Category Archives: Decision Analysis

Correlation does not imply causation

When I began to use the new generation of data analysis and visualization software like Tableau I thought that I would first use them to address some of the most important problems of humanity like Resource Scarcity, Inequality, Poverty, Human Migration, Refugees, …

I have found large amounts of data relevant to these problems published to the Internet by various organizations and institutions, like the United Nations, The World Bank, The World Health Organization, …The data are usually in the form of data tables with countries, regions, and locations as rows, time periods as rows or columns, and variables as columns.

The data have been collected in surveys. The completeness of the data and their reliablity is uncertain and variable.

The presentations of the data in in the worksheets and dashboards of Tableau workbooks are very fine and I have no doubt that such presentations can increase the viewers knowledge and understanding of the problems. But in order to solve a problem it is necessary to identify, eliminate or minimize its cause or causes.
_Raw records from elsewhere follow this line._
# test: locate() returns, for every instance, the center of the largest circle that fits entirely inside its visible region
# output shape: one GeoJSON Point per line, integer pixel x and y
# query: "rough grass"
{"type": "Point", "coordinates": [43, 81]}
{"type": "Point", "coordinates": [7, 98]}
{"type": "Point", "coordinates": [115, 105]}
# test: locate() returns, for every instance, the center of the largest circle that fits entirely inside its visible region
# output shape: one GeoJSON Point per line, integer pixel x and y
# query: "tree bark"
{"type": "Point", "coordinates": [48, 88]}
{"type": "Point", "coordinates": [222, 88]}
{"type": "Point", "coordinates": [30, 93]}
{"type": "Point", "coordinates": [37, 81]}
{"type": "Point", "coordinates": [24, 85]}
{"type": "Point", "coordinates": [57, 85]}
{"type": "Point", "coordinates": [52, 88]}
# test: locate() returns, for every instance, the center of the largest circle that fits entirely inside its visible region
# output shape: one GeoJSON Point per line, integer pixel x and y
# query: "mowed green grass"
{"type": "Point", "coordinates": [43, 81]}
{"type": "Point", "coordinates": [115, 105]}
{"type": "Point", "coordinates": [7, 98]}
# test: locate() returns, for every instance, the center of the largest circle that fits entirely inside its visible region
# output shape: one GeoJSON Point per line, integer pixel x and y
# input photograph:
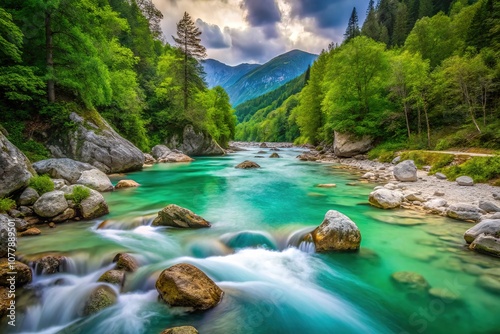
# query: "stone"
{"type": "Point", "coordinates": [187, 286]}
{"type": "Point", "coordinates": [176, 216]}
{"type": "Point", "coordinates": [337, 232]}
{"type": "Point", "coordinates": [100, 298]}
{"type": "Point", "coordinates": [385, 198]}
{"type": "Point", "coordinates": [125, 262]}
{"type": "Point", "coordinates": [247, 164]}
{"type": "Point", "coordinates": [113, 276]}
{"type": "Point", "coordinates": [410, 280]}
{"type": "Point", "coordinates": [488, 206]}
{"type": "Point", "coordinates": [93, 140]}
{"type": "Point", "coordinates": [489, 283]}
{"type": "Point", "coordinates": [487, 227]}
{"type": "Point", "coordinates": [440, 176]}
{"type": "Point", "coordinates": [486, 244]}
{"type": "Point", "coordinates": [28, 197]}
{"type": "Point", "coordinates": [23, 274]}
{"type": "Point", "coordinates": [465, 181]}
{"type": "Point", "coordinates": [30, 232]}
{"type": "Point", "coordinates": [195, 143]}
{"type": "Point", "coordinates": [50, 204]}
{"type": "Point", "coordinates": [126, 184]}
{"type": "Point", "coordinates": [64, 168]}
{"type": "Point", "coordinates": [405, 171]}
{"type": "Point", "coordinates": [15, 168]}
{"type": "Point", "coordinates": [180, 330]}
{"type": "Point", "coordinates": [95, 179]}
{"type": "Point", "coordinates": [464, 211]}
{"type": "Point", "coordinates": [94, 206]}
{"type": "Point", "coordinates": [347, 145]}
The presentations can be seductive. Viewers may be tempted to identify causes by calculating correlations between the variables in the data and assuming that correlations imply causation.

Statisticians know that correlation does not imply causation. What does this mean? Correlation is a measure of how closely two things are related. You may think of it as a number describing the relative change in one thing when there is a change in the other, with 1 being a strong positive relationship between two sets of numbers, -1 being a strong negative relationship and 0 being no relationship whatsoever. “Correlation does not imply causation” means that just because two things correlate one does not necessarily cause the other. Although this is an important fact most people do not sufficiently take this into account. Their preconceptions tempt them to leap from correlation to causation without sufficient evidence.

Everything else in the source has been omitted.